Schulmanator: Thank you for your comment, I think the same!
bluemoose: Thanks for commenting! Downloading all the stuff goofyguytpa, marcszar and jumpthefence have released will guarantee you a little repetition!
100000000000000: Thank you for commenting!
111222333444: Thank you for your comment!
MamaLuigi945: Thank you for commenting!
VicRusty: Gràcies pel teu comentari! My town, Rubí, knows best about high voltage pylons, according to the town council, we have 9 kilometers of high voltage power lines laid in the city.
Roberto Robato: Thank you for your comment! W2W's are so cool...
Benedict: Thank you for your comment! You're right, it's very uncommon to see elderly people here...
packersfan: Thanks for commenting! After all, it's all about BATs!
Oh, and BTW, congratulations to GreekMan, who has posted the 1000th comment in this CJ!!
A lot of stuff going on these days. I've began working in not one but two places at the same time, I work in a valves manufacturing company in the morning, get my lessons in the afternoon, and twice a week I teach Math and Physics to a middle-school student. This has reduced my SC4-time to the minimum, this means that updates will come... eventually. But I'm still holding on at ST!
Neon lights are part of the cityscape in many places, specially in North America. Times Square is the most clamorous example we can think of, but there are other places that have seen their neon lights to be switched off these days. Let's take a look to them.
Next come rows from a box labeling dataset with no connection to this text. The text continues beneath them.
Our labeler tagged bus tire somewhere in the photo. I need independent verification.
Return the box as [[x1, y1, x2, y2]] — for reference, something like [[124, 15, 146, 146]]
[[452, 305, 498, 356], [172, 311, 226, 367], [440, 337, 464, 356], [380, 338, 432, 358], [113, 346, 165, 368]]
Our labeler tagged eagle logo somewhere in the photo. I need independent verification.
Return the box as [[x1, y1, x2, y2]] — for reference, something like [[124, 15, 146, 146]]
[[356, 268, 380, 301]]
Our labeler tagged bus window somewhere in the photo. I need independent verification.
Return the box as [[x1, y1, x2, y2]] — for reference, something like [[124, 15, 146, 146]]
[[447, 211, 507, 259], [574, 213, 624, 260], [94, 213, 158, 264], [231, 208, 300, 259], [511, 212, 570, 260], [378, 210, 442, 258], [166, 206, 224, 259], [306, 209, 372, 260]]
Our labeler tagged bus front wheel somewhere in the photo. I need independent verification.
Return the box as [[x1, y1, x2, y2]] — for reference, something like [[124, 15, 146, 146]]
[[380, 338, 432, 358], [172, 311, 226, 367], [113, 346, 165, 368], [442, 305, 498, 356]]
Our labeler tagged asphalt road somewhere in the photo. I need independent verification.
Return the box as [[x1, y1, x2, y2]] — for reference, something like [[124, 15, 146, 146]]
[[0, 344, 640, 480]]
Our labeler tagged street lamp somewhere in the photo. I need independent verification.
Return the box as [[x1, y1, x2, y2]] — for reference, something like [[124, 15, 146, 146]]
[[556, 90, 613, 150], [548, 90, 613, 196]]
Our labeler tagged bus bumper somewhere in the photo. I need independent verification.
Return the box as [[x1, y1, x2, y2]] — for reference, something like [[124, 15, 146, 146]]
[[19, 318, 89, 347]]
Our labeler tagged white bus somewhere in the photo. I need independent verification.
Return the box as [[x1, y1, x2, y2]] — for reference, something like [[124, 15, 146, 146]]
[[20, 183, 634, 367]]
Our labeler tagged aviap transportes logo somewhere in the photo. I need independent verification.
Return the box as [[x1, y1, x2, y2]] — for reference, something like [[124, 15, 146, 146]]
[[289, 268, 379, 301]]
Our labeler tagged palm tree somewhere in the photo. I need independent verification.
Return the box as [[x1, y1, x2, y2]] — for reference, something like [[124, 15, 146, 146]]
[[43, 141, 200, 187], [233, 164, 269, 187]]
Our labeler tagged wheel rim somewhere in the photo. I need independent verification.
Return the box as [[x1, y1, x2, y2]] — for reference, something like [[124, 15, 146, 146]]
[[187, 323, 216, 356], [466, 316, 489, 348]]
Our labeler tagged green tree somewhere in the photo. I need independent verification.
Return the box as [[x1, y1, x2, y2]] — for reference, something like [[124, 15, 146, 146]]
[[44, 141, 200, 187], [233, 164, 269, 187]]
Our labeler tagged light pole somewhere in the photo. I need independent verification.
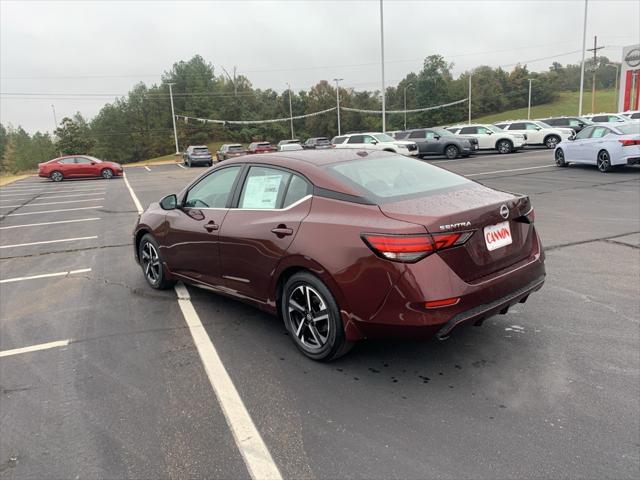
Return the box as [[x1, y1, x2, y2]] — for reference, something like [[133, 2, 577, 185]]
[[167, 83, 180, 155], [607, 63, 620, 112], [404, 83, 413, 130], [333, 78, 344, 135], [51, 104, 58, 135], [380, 0, 387, 133], [578, 0, 589, 116], [527, 78, 533, 120], [287, 82, 293, 140], [469, 72, 472, 125]]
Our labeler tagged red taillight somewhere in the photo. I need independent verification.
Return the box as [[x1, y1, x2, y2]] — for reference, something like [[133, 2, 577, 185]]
[[362, 232, 473, 263], [424, 297, 460, 308]]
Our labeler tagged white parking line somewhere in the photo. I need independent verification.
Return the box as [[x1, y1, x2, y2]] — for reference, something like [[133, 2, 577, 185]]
[[5, 205, 102, 217], [0, 339, 71, 357], [0, 235, 98, 248], [460, 165, 555, 177], [0, 197, 104, 208], [125, 171, 282, 480], [0, 268, 91, 283], [175, 283, 282, 480], [0, 187, 104, 198], [0, 217, 100, 230]]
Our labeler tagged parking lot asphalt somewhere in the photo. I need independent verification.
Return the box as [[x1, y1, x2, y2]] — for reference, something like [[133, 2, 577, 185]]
[[0, 150, 640, 479]]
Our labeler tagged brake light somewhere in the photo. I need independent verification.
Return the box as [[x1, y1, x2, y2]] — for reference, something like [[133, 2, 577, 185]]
[[362, 232, 473, 263]]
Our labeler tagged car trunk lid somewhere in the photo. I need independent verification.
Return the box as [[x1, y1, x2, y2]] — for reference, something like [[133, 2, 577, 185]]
[[380, 184, 535, 282]]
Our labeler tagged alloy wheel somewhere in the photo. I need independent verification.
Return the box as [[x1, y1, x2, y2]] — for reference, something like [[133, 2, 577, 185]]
[[140, 242, 162, 285], [545, 135, 558, 149], [287, 283, 331, 351], [597, 150, 611, 173]]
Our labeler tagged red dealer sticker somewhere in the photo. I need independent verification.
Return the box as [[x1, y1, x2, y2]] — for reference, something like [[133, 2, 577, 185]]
[[484, 222, 513, 251]]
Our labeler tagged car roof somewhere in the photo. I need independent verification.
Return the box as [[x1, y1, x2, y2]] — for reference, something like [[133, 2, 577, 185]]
[[216, 148, 397, 196]]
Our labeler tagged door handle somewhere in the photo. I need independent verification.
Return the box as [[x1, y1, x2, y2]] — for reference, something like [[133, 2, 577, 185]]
[[204, 220, 220, 233], [271, 224, 293, 238]]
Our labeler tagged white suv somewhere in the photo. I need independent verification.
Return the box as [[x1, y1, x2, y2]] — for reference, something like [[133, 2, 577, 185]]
[[331, 132, 418, 156], [447, 124, 527, 153], [495, 120, 576, 148]]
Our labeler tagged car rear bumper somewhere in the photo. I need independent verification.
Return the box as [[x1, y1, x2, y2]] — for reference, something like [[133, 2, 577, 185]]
[[356, 235, 545, 339]]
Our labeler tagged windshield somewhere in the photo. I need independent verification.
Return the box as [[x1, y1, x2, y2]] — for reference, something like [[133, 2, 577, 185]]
[[327, 155, 472, 202], [373, 133, 395, 142], [616, 122, 640, 135], [431, 128, 455, 137]]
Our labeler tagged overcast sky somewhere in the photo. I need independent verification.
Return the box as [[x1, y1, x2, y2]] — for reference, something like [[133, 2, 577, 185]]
[[0, 0, 640, 132]]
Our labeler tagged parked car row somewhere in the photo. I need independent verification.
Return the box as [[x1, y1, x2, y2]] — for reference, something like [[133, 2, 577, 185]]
[[555, 120, 640, 173]]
The Bayer sign in the top of this building has seen the rise and fall of Rankine. It's industrial success and its drop these last thirty years. Millions of people have driven on the highway besides it, and only a few of them can afford an aspirin blister on the drugstores.
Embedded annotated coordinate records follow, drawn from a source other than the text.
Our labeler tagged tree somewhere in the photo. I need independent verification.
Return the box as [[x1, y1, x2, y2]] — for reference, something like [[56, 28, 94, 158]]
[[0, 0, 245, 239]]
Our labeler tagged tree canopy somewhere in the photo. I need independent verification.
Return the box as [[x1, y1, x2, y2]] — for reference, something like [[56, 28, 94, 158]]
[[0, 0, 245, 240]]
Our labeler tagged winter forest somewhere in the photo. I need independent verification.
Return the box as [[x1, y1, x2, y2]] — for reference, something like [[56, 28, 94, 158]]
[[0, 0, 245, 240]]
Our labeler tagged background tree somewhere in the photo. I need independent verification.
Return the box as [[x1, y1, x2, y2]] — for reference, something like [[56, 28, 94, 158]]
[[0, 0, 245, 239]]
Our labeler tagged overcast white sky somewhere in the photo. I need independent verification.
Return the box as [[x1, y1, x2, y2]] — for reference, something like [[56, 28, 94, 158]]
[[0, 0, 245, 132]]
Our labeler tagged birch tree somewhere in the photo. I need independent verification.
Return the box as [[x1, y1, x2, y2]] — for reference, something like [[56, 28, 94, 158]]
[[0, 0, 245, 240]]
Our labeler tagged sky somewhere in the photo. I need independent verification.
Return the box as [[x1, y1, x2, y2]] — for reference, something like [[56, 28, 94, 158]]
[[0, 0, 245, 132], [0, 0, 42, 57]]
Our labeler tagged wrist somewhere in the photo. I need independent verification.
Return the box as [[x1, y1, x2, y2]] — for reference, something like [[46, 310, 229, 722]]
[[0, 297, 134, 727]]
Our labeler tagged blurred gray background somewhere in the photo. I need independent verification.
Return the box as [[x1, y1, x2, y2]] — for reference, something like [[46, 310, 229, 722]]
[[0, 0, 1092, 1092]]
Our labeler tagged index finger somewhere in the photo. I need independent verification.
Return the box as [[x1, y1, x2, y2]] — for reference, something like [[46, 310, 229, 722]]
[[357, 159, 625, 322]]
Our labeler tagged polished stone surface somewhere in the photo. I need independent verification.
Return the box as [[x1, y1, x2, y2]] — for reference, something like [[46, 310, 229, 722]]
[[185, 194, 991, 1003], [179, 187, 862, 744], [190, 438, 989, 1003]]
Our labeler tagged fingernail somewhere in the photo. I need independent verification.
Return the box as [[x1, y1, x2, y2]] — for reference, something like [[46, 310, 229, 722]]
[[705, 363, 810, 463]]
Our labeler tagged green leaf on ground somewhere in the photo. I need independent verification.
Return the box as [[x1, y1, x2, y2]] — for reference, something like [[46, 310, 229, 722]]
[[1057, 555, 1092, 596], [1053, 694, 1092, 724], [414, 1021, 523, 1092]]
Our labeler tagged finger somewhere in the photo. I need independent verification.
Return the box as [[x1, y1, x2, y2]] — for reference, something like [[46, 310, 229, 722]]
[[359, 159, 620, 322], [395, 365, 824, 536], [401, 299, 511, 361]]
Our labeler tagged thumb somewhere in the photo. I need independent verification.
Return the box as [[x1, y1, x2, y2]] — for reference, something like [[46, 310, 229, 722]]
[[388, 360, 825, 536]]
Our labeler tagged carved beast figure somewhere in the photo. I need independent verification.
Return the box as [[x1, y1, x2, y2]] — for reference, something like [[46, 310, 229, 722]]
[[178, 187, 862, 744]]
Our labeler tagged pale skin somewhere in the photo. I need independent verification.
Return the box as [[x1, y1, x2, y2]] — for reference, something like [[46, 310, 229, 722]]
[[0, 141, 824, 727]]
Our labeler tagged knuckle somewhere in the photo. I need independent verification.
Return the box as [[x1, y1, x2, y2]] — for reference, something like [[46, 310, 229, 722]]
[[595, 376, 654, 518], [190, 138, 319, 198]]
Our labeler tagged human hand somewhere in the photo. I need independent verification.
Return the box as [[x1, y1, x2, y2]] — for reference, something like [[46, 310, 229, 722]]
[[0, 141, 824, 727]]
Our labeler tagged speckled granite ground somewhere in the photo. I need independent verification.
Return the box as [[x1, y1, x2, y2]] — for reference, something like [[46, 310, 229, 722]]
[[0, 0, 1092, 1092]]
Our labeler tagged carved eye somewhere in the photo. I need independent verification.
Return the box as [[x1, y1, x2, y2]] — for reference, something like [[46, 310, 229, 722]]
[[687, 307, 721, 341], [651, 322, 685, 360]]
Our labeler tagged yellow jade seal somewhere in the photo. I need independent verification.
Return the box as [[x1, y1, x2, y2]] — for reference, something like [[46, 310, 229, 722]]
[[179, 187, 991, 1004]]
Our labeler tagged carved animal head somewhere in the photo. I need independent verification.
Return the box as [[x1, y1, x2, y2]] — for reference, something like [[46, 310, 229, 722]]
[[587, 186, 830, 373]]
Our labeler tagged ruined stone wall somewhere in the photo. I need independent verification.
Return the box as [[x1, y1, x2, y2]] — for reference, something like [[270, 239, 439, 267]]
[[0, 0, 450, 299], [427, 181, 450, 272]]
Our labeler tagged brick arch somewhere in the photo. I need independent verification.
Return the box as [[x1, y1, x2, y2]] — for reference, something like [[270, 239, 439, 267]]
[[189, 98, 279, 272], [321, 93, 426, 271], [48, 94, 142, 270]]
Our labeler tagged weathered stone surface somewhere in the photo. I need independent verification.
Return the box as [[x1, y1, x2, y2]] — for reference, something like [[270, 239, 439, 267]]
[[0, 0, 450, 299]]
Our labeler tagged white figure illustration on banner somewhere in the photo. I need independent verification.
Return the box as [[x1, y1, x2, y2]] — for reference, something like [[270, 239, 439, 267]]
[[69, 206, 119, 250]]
Factories were major users of neon lights to make themselves a bit of advertisement. Along the highways and the elevated subway tracks, neon lights faded out a long ago still can be seen. Newsome Manufacturing pioneered with neon lights.
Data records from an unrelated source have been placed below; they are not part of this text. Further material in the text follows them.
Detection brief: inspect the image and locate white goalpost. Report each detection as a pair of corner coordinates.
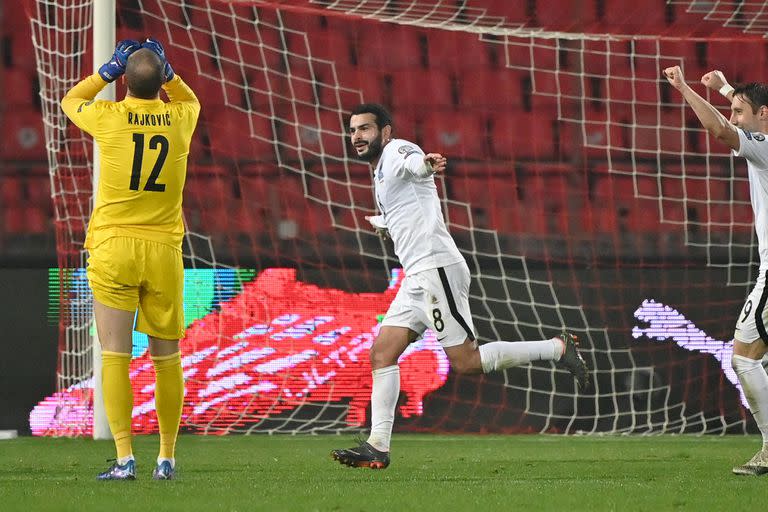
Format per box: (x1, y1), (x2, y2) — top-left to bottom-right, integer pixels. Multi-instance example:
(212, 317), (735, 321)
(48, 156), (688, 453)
(91, 0), (117, 439)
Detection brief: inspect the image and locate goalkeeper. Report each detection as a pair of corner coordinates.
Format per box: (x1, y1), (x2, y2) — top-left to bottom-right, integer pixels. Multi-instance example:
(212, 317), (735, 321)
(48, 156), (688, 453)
(331, 103), (590, 469)
(61, 39), (200, 480)
(664, 66), (768, 475)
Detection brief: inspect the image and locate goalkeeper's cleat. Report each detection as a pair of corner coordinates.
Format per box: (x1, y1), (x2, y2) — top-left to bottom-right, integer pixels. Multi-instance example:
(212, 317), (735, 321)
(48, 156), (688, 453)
(152, 460), (176, 480)
(331, 441), (389, 469)
(557, 331), (590, 391)
(733, 449), (768, 476)
(96, 460), (136, 480)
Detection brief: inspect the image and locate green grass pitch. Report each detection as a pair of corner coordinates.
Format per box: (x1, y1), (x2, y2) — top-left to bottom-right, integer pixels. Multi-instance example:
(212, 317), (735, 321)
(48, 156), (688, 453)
(0, 435), (768, 512)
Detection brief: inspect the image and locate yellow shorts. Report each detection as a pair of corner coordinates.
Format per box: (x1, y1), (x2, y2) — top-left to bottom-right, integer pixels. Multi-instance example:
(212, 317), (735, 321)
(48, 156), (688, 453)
(87, 237), (184, 340)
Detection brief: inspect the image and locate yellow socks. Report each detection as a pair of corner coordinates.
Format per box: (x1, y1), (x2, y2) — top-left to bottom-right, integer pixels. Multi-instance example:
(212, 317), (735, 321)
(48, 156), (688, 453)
(101, 351), (133, 459)
(152, 352), (184, 460)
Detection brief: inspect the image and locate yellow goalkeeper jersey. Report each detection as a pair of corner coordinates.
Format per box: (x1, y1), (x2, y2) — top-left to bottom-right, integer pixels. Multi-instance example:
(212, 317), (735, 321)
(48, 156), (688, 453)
(61, 74), (200, 249)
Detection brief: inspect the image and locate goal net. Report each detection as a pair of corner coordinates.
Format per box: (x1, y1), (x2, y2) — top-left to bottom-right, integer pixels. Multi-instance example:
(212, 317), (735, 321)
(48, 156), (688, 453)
(30, 0), (765, 435)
This Cyclone sign has also seen millions of kids in front of it, where this place was still a popular amusement park before being swallowed by the urban sprawl. Nobody cried when the carousel and the ferris wheel were torn down, but the contractors faced angry protests when they began demolishing the Cyclone. It all seemed that it would become a local landmark but now that time has gone, nobody seems to mind about the Cyclone.